Écoutez : à la fin de la messe, qu’est-ce que le prêtre dit, à la fin de la messe ? Pas aujourd’hui, parce qu’aujourd’hui ça change, mais d’ordinaire, qu’est-ce qu’il dit à la fin de la messe ? En latin, vous savez le latin ? Alors qu’est-ce que le prêtre dit, à la messe, à la fin de la messe ? Il dit : « Ite, missa est ». Qu’est-ce que ça veut dire ? « Ite, missa est » Ca veut dire : « Allez, c’est la mission… » Allez, c’est la mission, c’est l’envoi. L’envoi, la mission. Alors ça veut dire que vous êtes tous envoyés, vous êtes tous apôtres.

Qu’est-ce que vous avez à faire ? Est-ce que c’est vrai que vous êtes apôtres ? Mais oui : un chrétien, c’est essentiellement un apôtre qui est envoyé par Jésus. Et qu’est-ce que vous avez à faire ?

Un geste du chrétien qui sait qu’il est envoyé

Écoutez : Il y a cent ans… Vous avez des montres ? Est-ce que vous avez des montres ? Le petit garçon, vous n’avez pas de montre ?

– Eh bien ! Vous avez de la chance, il y a cent ans, les petits enfants n’avaient pas de montre. Il y a cent ans, une montre, c’était quelque chose de très précieux.

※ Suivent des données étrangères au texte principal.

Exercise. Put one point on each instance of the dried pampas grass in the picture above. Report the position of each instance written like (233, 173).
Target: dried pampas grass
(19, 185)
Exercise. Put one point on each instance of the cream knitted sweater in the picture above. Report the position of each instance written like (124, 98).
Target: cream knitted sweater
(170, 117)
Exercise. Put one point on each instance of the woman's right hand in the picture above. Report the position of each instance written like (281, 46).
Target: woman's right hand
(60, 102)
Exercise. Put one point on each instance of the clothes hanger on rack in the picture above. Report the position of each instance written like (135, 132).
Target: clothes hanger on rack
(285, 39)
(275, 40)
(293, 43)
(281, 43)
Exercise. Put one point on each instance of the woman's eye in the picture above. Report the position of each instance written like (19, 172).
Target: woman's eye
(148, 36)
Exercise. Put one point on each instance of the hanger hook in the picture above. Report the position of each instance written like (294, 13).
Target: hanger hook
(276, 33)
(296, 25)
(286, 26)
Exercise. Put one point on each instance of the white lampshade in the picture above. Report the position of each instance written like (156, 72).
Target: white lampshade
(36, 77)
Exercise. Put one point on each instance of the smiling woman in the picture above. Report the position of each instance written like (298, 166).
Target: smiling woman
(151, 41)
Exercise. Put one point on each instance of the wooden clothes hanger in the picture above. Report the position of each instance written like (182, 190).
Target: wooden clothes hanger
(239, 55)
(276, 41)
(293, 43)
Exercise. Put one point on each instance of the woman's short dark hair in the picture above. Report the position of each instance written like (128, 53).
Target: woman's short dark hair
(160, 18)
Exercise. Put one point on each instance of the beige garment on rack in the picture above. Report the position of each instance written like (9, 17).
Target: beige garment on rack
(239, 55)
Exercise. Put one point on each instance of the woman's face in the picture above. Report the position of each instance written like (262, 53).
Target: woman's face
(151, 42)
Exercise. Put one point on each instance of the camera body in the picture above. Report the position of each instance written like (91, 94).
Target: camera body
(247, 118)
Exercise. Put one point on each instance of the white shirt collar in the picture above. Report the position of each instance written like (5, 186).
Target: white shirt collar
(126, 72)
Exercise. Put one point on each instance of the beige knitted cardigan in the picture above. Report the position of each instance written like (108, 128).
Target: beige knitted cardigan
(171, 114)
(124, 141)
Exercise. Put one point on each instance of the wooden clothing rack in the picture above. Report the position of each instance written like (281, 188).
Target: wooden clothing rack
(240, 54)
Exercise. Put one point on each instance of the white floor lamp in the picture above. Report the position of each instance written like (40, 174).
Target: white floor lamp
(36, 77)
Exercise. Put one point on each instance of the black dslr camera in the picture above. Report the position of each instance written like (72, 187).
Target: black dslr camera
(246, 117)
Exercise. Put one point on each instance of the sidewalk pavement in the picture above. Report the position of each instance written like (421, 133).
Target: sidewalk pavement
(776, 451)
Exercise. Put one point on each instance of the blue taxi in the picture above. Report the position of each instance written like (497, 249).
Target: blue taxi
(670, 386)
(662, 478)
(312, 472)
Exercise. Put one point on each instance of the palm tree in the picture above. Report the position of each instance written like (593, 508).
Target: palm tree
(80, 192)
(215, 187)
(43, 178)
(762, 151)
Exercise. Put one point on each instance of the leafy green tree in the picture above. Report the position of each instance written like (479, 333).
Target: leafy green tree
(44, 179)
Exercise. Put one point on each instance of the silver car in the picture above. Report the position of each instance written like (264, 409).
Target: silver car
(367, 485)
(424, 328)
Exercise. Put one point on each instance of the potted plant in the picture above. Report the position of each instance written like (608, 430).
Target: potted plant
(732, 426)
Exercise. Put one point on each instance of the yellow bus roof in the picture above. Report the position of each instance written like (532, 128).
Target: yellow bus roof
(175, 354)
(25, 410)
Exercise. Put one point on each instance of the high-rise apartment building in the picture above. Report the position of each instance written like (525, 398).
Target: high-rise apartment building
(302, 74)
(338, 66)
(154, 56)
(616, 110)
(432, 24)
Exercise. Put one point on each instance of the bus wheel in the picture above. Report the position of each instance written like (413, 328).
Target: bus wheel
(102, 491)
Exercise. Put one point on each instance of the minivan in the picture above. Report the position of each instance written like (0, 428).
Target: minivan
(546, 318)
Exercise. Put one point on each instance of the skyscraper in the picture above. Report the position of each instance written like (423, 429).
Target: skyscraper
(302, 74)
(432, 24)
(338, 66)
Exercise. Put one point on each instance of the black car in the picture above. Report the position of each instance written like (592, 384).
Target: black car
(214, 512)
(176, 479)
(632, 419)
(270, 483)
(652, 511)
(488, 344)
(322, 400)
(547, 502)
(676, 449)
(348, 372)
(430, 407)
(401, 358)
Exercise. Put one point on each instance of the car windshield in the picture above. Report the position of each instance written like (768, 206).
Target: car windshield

Écoutez bien ceci : Il y avait en Irlande… Savez-vous ce que c’est que l’Irlande ?

– Oui ! Bien. Il y a cent ans, il y avait une famine en Irlande. Les gens mouraient de faim et à Paris, il y avait quelqu’un qui est devenu évêque de Lausanne, qui s’appelait Monseigneur Mermillod, qui faisait un sermon pour l’Irlande. Il demandait de l’argent pour venir au secours des Irlandais qui mouraient de faim. Alors, écoutez bien, il a passé dans les rangs de l’assistance et un ouvrier, un ouvrier qui était pauvre, mais qui avait une montre, a mis sa montre dans le plateau et il a dit : « On n’a pas besoin de savoir l’heure, quand un peuple meurt de faim ». Magnifique, hein ? Voilà, il avait fait le geste du chrétien qui sait qu’il est envoyé par Jésus-Christ pour montrer l’amour de Jésus-Christ.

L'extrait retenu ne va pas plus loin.